Fibromuscular dysplasia is well known to be associated with spontaneous coronary artery dissection.8 Other possible factors associated with this rare phenomenon include migraines and tortuosity of the coronary arteries. Tortuosity is the bending and twisting of vessels that commonly occurs in the human body. In one retrospective study with 40 Australian patients with spontaneous coronary artery dissection, migraines were reported in 43 percent of the patients.8 Another retrospective study showed tortuosity to be more often present in those with dissections.9 However, this cannot be determined as a true cause due its presence in other vasculopathies such as fibromuscular dysplasia. Due to these common associated diseases, patients with spontaneous coronary artery dissection should be screened for fibromuscular dysplasia and involvement of other vessels such as the iliac, renal and cerebral arteries.

The patient in this case report had dissection of the right coronary artery, which correlated with the EKG changes seen. However, this is not the artery most commonly involved in spontaneous coronary artery dissection. The left anterior descending is the most frequently affected vessel in this disease.10 The right coronary artery is also very common but more so in men.11 Spontaneous coronary artery dissection may also present in men in any form of ACS. A case series study reported five patients in south Asia 1994 to 2015 in which four patients were young men.12 They were managed conservatively with medications only and no surgical intervention was performed. Each of these patients had a favorable long-term prognosis.
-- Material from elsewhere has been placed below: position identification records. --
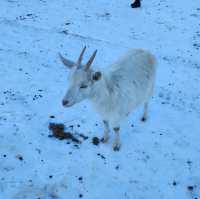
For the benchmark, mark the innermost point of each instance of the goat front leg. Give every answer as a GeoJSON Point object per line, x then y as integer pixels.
{"type": "Point", "coordinates": [116, 144]}
{"type": "Point", "coordinates": [144, 117]}
{"type": "Point", "coordinates": [106, 132]}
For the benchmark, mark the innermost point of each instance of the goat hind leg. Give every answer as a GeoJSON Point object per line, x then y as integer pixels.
{"type": "Point", "coordinates": [144, 116]}
{"type": "Point", "coordinates": [106, 132]}
{"type": "Point", "coordinates": [116, 145]}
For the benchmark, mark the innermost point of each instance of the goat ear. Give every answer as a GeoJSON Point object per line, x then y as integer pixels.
{"type": "Point", "coordinates": [66, 62]}
{"type": "Point", "coordinates": [96, 76]}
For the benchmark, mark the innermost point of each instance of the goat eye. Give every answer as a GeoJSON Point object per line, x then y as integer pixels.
{"type": "Point", "coordinates": [83, 86]}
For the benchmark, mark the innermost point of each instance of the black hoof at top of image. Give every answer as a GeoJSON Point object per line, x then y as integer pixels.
{"type": "Point", "coordinates": [136, 4]}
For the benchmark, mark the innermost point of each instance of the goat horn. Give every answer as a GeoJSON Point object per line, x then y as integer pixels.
{"type": "Point", "coordinates": [66, 62]}
{"type": "Point", "coordinates": [81, 56]}
{"type": "Point", "coordinates": [91, 59]}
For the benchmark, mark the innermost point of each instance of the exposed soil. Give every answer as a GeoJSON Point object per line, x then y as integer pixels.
{"type": "Point", "coordinates": [95, 141]}
{"type": "Point", "coordinates": [58, 131]}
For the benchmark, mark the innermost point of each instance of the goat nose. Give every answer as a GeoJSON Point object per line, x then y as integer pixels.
{"type": "Point", "coordinates": [65, 102]}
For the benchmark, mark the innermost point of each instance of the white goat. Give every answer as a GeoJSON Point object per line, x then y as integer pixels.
{"type": "Point", "coordinates": [125, 85]}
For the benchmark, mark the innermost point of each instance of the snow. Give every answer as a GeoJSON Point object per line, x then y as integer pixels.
{"type": "Point", "coordinates": [158, 159]}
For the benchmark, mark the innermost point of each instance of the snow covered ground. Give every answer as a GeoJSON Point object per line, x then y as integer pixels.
{"type": "Point", "coordinates": [159, 159]}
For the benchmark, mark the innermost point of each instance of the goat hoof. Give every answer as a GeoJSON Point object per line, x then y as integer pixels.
{"type": "Point", "coordinates": [104, 140]}
{"type": "Point", "coordinates": [143, 119]}
{"type": "Point", "coordinates": [116, 148]}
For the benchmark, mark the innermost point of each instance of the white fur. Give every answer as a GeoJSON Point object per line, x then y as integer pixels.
{"type": "Point", "coordinates": [126, 84]}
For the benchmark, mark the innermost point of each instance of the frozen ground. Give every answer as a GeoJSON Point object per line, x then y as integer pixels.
{"type": "Point", "coordinates": [159, 159]}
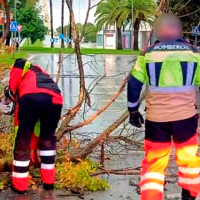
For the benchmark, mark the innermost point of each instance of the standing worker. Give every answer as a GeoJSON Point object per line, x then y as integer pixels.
{"type": "Point", "coordinates": [170, 68]}
{"type": "Point", "coordinates": [39, 99]}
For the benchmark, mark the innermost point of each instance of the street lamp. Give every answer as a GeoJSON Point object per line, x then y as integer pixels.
{"type": "Point", "coordinates": [70, 24]}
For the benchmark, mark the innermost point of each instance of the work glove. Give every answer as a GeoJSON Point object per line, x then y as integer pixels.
{"type": "Point", "coordinates": [136, 119]}
{"type": "Point", "coordinates": [7, 109]}
{"type": "Point", "coordinates": [8, 93]}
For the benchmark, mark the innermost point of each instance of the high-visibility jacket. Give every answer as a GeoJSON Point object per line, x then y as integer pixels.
{"type": "Point", "coordinates": [170, 71]}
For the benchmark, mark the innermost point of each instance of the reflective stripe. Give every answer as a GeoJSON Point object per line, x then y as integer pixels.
{"type": "Point", "coordinates": [21, 163]}
{"type": "Point", "coordinates": [171, 89]}
{"type": "Point", "coordinates": [187, 170]}
{"type": "Point", "coordinates": [190, 71]}
{"type": "Point", "coordinates": [132, 105]}
{"type": "Point", "coordinates": [47, 166]}
{"type": "Point", "coordinates": [48, 153]}
{"type": "Point", "coordinates": [189, 181]}
{"type": "Point", "coordinates": [152, 73]}
{"type": "Point", "coordinates": [153, 175]}
{"type": "Point", "coordinates": [152, 186]}
{"type": "Point", "coordinates": [20, 175]}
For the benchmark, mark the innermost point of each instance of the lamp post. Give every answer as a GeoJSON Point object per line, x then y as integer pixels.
{"type": "Point", "coordinates": [70, 24]}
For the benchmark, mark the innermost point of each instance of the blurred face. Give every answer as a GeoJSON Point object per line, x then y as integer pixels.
{"type": "Point", "coordinates": [167, 27]}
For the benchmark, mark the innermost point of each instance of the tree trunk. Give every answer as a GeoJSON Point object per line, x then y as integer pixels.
{"type": "Point", "coordinates": [5, 5]}
{"type": "Point", "coordinates": [62, 23]}
{"type": "Point", "coordinates": [51, 18]}
{"type": "Point", "coordinates": [136, 34]}
{"type": "Point", "coordinates": [119, 38]}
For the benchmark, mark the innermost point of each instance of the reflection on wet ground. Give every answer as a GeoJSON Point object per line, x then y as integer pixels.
{"type": "Point", "coordinates": [112, 68]}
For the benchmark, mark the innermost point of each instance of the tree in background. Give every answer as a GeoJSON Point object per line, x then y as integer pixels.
{"type": "Point", "coordinates": [33, 25]}
{"type": "Point", "coordinates": [189, 12]}
{"type": "Point", "coordinates": [62, 23]}
{"type": "Point", "coordinates": [143, 11]}
{"type": "Point", "coordinates": [118, 12]}
{"type": "Point", "coordinates": [90, 31]}
{"type": "Point", "coordinates": [107, 16]}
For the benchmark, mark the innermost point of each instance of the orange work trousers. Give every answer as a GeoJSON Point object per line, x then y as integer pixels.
{"type": "Point", "coordinates": [158, 143]}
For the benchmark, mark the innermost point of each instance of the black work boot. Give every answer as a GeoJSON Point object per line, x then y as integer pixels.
{"type": "Point", "coordinates": [186, 195]}
{"type": "Point", "coordinates": [47, 186]}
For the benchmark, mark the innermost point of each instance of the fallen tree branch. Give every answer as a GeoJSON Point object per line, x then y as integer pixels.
{"type": "Point", "coordinates": [99, 112]}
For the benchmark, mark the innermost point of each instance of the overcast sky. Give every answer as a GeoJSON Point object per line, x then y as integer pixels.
{"type": "Point", "coordinates": [78, 5]}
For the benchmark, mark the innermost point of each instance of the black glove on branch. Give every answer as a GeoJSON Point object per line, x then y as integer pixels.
{"type": "Point", "coordinates": [136, 119]}
{"type": "Point", "coordinates": [8, 93]}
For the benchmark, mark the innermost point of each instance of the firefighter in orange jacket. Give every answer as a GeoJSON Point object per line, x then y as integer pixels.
{"type": "Point", "coordinates": [38, 99]}
{"type": "Point", "coordinates": [170, 69]}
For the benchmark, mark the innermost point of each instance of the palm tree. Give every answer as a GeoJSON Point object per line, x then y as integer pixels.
{"type": "Point", "coordinates": [51, 19]}
{"type": "Point", "coordinates": [142, 11]}
{"type": "Point", "coordinates": [105, 17]}
{"type": "Point", "coordinates": [62, 23]}
{"type": "Point", "coordinates": [111, 12]}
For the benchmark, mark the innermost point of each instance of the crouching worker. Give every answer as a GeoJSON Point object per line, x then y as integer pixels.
{"type": "Point", "coordinates": [170, 69]}
{"type": "Point", "coordinates": [38, 99]}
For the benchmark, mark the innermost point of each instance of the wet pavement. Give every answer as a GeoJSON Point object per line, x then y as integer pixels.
{"type": "Point", "coordinates": [114, 69]}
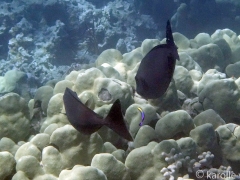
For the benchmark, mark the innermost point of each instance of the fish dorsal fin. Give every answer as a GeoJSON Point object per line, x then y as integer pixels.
{"type": "Point", "coordinates": [169, 36]}
{"type": "Point", "coordinates": [115, 121]}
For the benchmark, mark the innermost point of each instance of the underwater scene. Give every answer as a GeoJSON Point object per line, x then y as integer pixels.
{"type": "Point", "coordinates": [119, 89]}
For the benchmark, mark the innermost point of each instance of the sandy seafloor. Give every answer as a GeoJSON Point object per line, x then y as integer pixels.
{"type": "Point", "coordinates": [95, 48]}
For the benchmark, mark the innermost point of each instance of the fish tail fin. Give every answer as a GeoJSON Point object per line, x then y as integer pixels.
{"type": "Point", "coordinates": [169, 36]}
{"type": "Point", "coordinates": [115, 121]}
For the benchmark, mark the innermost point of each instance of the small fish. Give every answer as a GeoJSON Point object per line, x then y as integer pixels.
{"type": "Point", "coordinates": [87, 121]}
{"type": "Point", "coordinates": [142, 115]}
{"type": "Point", "coordinates": [156, 69]}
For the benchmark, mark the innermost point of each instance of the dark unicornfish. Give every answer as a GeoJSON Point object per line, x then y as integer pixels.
{"type": "Point", "coordinates": [156, 69]}
{"type": "Point", "coordinates": [87, 121]}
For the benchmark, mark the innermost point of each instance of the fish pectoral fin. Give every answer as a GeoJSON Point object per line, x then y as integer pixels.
{"type": "Point", "coordinates": [171, 65]}
{"type": "Point", "coordinates": [115, 121]}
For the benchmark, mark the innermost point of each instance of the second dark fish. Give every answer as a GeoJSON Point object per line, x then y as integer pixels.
{"type": "Point", "coordinates": [87, 121]}
{"type": "Point", "coordinates": [156, 69]}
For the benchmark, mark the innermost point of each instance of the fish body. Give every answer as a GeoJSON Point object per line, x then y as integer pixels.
{"type": "Point", "coordinates": [156, 68]}
{"type": "Point", "coordinates": [87, 121]}
{"type": "Point", "coordinates": [142, 116]}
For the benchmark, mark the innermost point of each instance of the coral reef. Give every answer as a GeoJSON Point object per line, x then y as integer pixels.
{"type": "Point", "coordinates": [192, 128]}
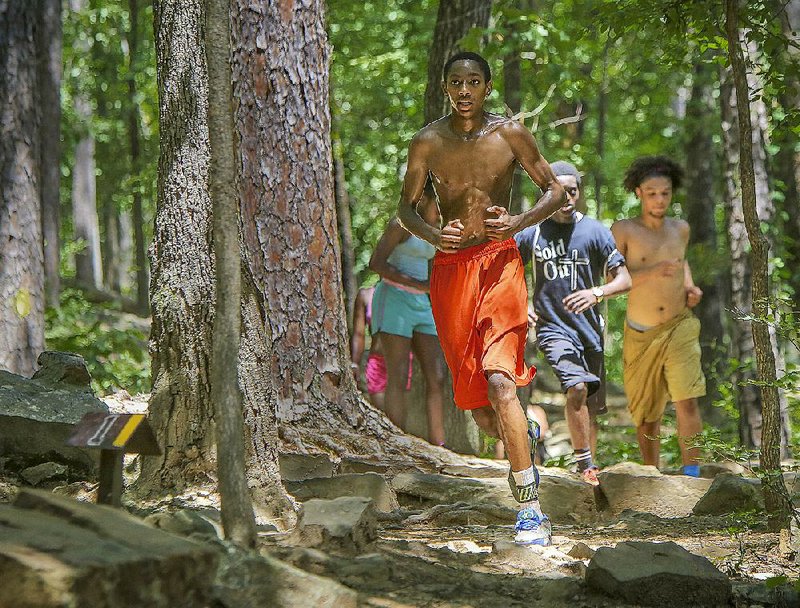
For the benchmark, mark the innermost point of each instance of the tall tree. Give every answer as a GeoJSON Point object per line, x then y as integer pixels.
{"type": "Point", "coordinates": [142, 273]}
{"type": "Point", "coordinates": [701, 174]}
{"type": "Point", "coordinates": [237, 509]}
{"type": "Point", "coordinates": [455, 19]}
{"type": "Point", "coordinates": [48, 39]}
{"type": "Point", "coordinates": [182, 290]}
{"type": "Point", "coordinates": [775, 494]}
{"type": "Point", "coordinates": [86, 225]}
{"type": "Point", "coordinates": [21, 255]}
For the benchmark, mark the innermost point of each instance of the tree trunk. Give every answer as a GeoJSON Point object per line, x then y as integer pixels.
{"type": "Point", "coordinates": [347, 262]}
{"type": "Point", "coordinates": [453, 22]}
{"type": "Point", "coordinates": [140, 247]}
{"type": "Point", "coordinates": [775, 494]}
{"type": "Point", "coordinates": [21, 254]}
{"type": "Point", "coordinates": [237, 509]}
{"type": "Point", "coordinates": [49, 34]}
{"type": "Point", "coordinates": [786, 167]}
{"type": "Point", "coordinates": [280, 66]}
{"type": "Point", "coordinates": [743, 346]}
{"type": "Point", "coordinates": [704, 256]}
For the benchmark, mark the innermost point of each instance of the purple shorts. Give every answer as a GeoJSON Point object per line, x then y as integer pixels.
{"type": "Point", "coordinates": [377, 376]}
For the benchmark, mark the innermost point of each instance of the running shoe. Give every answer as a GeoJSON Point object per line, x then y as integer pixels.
{"type": "Point", "coordinates": [531, 529]}
{"type": "Point", "coordinates": [590, 476]}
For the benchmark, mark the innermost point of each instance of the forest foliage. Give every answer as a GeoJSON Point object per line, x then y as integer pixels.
{"type": "Point", "coordinates": [610, 78]}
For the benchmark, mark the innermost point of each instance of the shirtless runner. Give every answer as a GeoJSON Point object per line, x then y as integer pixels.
{"type": "Point", "coordinates": [477, 285]}
{"type": "Point", "coordinates": [661, 349]}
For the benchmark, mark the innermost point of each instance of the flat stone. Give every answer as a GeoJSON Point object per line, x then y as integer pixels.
{"type": "Point", "coordinates": [347, 524]}
{"type": "Point", "coordinates": [57, 552]}
{"type": "Point", "coordinates": [296, 467]}
{"type": "Point", "coordinates": [370, 485]}
{"type": "Point", "coordinates": [563, 499]}
{"type": "Point", "coordinates": [657, 574]}
{"type": "Point", "coordinates": [37, 418]}
{"type": "Point", "coordinates": [44, 472]}
{"type": "Point", "coordinates": [644, 489]}
{"type": "Point", "coordinates": [730, 493]}
{"type": "Point", "coordinates": [247, 580]}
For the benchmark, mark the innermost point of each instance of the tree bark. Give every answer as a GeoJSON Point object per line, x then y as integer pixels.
{"type": "Point", "coordinates": [705, 258]}
{"type": "Point", "coordinates": [237, 509]}
{"type": "Point", "coordinates": [453, 22]}
{"type": "Point", "coordinates": [49, 35]}
{"type": "Point", "coordinates": [86, 226]}
{"type": "Point", "coordinates": [775, 494]}
{"type": "Point", "coordinates": [290, 239]}
{"type": "Point", "coordinates": [344, 222]}
{"type": "Point", "coordinates": [140, 247]}
{"type": "Point", "coordinates": [21, 254]}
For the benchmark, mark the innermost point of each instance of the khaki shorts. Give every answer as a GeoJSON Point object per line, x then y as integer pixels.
{"type": "Point", "coordinates": [662, 364]}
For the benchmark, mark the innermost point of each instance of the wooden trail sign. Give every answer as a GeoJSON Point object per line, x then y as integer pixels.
{"type": "Point", "coordinates": [114, 435]}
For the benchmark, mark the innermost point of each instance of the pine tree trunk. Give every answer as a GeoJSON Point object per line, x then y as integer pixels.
{"type": "Point", "coordinates": [142, 271]}
{"type": "Point", "coordinates": [704, 255]}
{"type": "Point", "coordinates": [86, 225]}
{"type": "Point", "coordinates": [775, 494]}
{"type": "Point", "coordinates": [742, 344]}
{"type": "Point", "coordinates": [281, 58]}
{"type": "Point", "coordinates": [237, 510]}
{"type": "Point", "coordinates": [21, 254]}
{"type": "Point", "coordinates": [49, 36]}
{"type": "Point", "coordinates": [453, 22]}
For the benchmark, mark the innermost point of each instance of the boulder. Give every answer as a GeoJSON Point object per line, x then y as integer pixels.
{"type": "Point", "coordinates": [657, 574]}
{"type": "Point", "coordinates": [643, 488]}
{"type": "Point", "coordinates": [44, 472]}
{"type": "Point", "coordinates": [247, 580]}
{"type": "Point", "coordinates": [57, 552]}
{"type": "Point", "coordinates": [370, 485]}
{"type": "Point", "coordinates": [296, 467]}
{"type": "Point", "coordinates": [563, 498]}
{"type": "Point", "coordinates": [347, 524]}
{"type": "Point", "coordinates": [36, 418]}
{"type": "Point", "coordinates": [728, 494]}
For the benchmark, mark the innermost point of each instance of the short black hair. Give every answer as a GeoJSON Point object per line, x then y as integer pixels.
{"type": "Point", "coordinates": [645, 167]}
{"type": "Point", "coordinates": [561, 167]}
{"type": "Point", "coordinates": [468, 56]}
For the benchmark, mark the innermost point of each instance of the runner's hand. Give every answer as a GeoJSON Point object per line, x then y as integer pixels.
{"type": "Point", "coordinates": [502, 227]}
{"type": "Point", "coordinates": [693, 296]}
{"type": "Point", "coordinates": [532, 317]}
{"type": "Point", "coordinates": [580, 301]}
{"type": "Point", "coordinates": [668, 268]}
{"type": "Point", "coordinates": [450, 236]}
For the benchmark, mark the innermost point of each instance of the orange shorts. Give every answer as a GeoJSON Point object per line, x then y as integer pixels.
{"type": "Point", "coordinates": [480, 306]}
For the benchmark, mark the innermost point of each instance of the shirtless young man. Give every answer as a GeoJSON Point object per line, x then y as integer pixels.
{"type": "Point", "coordinates": [661, 349]}
{"type": "Point", "coordinates": [477, 286]}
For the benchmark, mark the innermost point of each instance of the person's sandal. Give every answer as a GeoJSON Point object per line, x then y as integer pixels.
{"type": "Point", "coordinates": [590, 476]}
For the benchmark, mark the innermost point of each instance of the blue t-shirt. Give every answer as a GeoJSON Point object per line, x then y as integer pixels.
{"type": "Point", "coordinates": [568, 257]}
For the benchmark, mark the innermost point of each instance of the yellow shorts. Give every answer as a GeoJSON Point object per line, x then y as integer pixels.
{"type": "Point", "coordinates": [662, 364]}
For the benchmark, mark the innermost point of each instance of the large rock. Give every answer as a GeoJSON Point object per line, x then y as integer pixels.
{"type": "Point", "coordinates": [36, 418]}
{"type": "Point", "coordinates": [657, 574]}
{"type": "Point", "coordinates": [246, 580]}
{"type": "Point", "coordinates": [642, 488]}
{"type": "Point", "coordinates": [730, 493]}
{"type": "Point", "coordinates": [370, 485]}
{"type": "Point", "coordinates": [346, 524]}
{"type": "Point", "coordinates": [56, 552]}
{"type": "Point", "coordinates": [564, 499]}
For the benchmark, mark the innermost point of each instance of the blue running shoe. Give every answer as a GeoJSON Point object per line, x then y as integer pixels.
{"type": "Point", "coordinates": [532, 529]}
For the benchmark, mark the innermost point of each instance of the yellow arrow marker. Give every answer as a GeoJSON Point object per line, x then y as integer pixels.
{"type": "Point", "coordinates": [127, 430]}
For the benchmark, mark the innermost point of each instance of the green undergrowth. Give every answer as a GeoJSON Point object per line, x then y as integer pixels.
{"type": "Point", "coordinates": [113, 343]}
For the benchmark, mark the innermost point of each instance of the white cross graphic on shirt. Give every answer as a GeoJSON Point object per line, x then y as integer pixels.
{"type": "Point", "coordinates": [573, 262]}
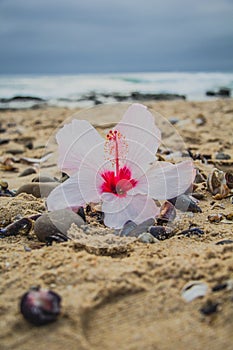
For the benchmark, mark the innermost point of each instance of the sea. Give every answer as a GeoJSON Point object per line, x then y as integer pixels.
{"type": "Point", "coordinates": [27, 91]}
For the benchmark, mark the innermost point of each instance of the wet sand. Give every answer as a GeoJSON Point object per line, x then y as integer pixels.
{"type": "Point", "coordinates": [130, 299]}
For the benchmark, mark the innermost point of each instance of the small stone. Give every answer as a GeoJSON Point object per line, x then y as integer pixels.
{"type": "Point", "coordinates": [193, 290]}
{"type": "Point", "coordinates": [141, 228]}
{"type": "Point", "coordinates": [56, 222]}
{"type": "Point", "coordinates": [161, 232]}
{"type": "Point", "coordinates": [27, 172]}
{"type": "Point", "coordinates": [146, 237]}
{"type": "Point", "coordinates": [209, 308]}
{"type": "Point", "coordinates": [173, 120]}
{"type": "Point", "coordinates": [37, 189]}
{"type": "Point", "coordinates": [42, 178]}
{"type": "Point", "coordinates": [127, 228]}
{"type": "Point", "coordinates": [40, 306]}
{"type": "Point", "coordinates": [224, 241]}
{"type": "Point", "coordinates": [222, 156]}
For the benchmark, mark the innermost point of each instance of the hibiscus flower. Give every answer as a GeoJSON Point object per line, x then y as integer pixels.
{"type": "Point", "coordinates": [121, 171]}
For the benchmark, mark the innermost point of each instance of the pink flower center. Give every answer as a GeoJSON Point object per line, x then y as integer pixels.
{"type": "Point", "coordinates": [118, 185]}
{"type": "Point", "coordinates": [120, 181]}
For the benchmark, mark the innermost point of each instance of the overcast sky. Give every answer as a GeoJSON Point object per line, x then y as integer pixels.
{"type": "Point", "coordinates": [81, 36]}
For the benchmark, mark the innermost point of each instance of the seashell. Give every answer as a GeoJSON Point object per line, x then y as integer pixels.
{"type": "Point", "coordinates": [27, 172]}
{"type": "Point", "coordinates": [185, 203]}
{"type": "Point", "coordinates": [209, 308]}
{"type": "Point", "coordinates": [229, 179]}
{"type": "Point", "coordinates": [161, 232]}
{"type": "Point", "coordinates": [224, 241]}
{"type": "Point", "coordinates": [37, 189]}
{"type": "Point", "coordinates": [36, 160]}
{"type": "Point", "coordinates": [54, 225]}
{"type": "Point", "coordinates": [216, 184]}
{"type": "Point", "coordinates": [146, 237]}
{"type": "Point", "coordinates": [40, 306]}
{"type": "Point", "coordinates": [167, 213]}
{"type": "Point", "coordinates": [42, 178]}
{"type": "Point", "coordinates": [215, 217]}
{"type": "Point", "coordinates": [193, 290]}
{"type": "Point", "coordinates": [22, 226]}
{"type": "Point", "coordinates": [141, 228]}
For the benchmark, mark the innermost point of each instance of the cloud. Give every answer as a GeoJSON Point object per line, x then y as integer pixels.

There are no current guidelines for the management of spontaneous coronary artery dissection due to limited data and clinical experience. Similar to acute myocardial infarction, various treatments include conservative management, percutaneous coronary artery intervention (PCI), and coronary artery bypass grafting and fibrinolysis may be used. Most cases with spontaneous coronary artery dissection are preferred to be managed conservatively.13 This includes use of beta blockers, aspirin, Plavix and statins as were used in the patient’s case. In patients with ongoing ischemia or those that are hemodynamically unstable, the use of PCI or surgery may be required. There is high complication rate with PCI despite similar five-year outcomes when compared with conservative management. The PCI failure rate have shown to be as high as 53% in some studies.13 Fibrin thrombolytic therapy is not recommended either due to it resulting in progression of dissection.14

The overall prognosis in patients with spontaneous coronary artery dissection varies and there is a high rate of recurrent events. Multiple retrospective studies have been used to demonstrate the rate of recurrence with wide range of results. Another study of 75 patients report a reoccurrence rate 24 percent over a 15-year period.15 However, another study showed an estimated ten year rate of death and dissection recurrence was as high as 47 percent.4 It is clear that patients with spontaneous coronary artery dissection must have long term follow up and should be educated on their condition. Although these patients can present with just chest pain alone. They may also have a heart attack presentation with multiple symptoms such as nausea, vomiting, difficulty in breathing, dizziness or even present in arrest.

CONCLUSIONS

Spontaneous coronary artery dissection is somewhat rarer phenomenon that should be considered as a possible cause of ACS. Pregnant women or those in the postpartum period are at higher risk to develop this condition. Therefore, the patient presented in this case report can be considered a classic case. Although there is literature concerning the cause and management of this disease, there are still many more questions that need to be answered regarding this phenomenon. Guidelines concerning standard management have yet to be determined. To date, medical management has been viewed as a standard of care approach unless a patient is hemodynamically unstable or their symptoms persist. Long-term follow up remains key to optimal patient care and patients should be educated concerning their prognosis and potential recurrence risks.

Funding

The authors report no external funding source for this study.

Conflict of Interest

The authors declare no conflict of interest.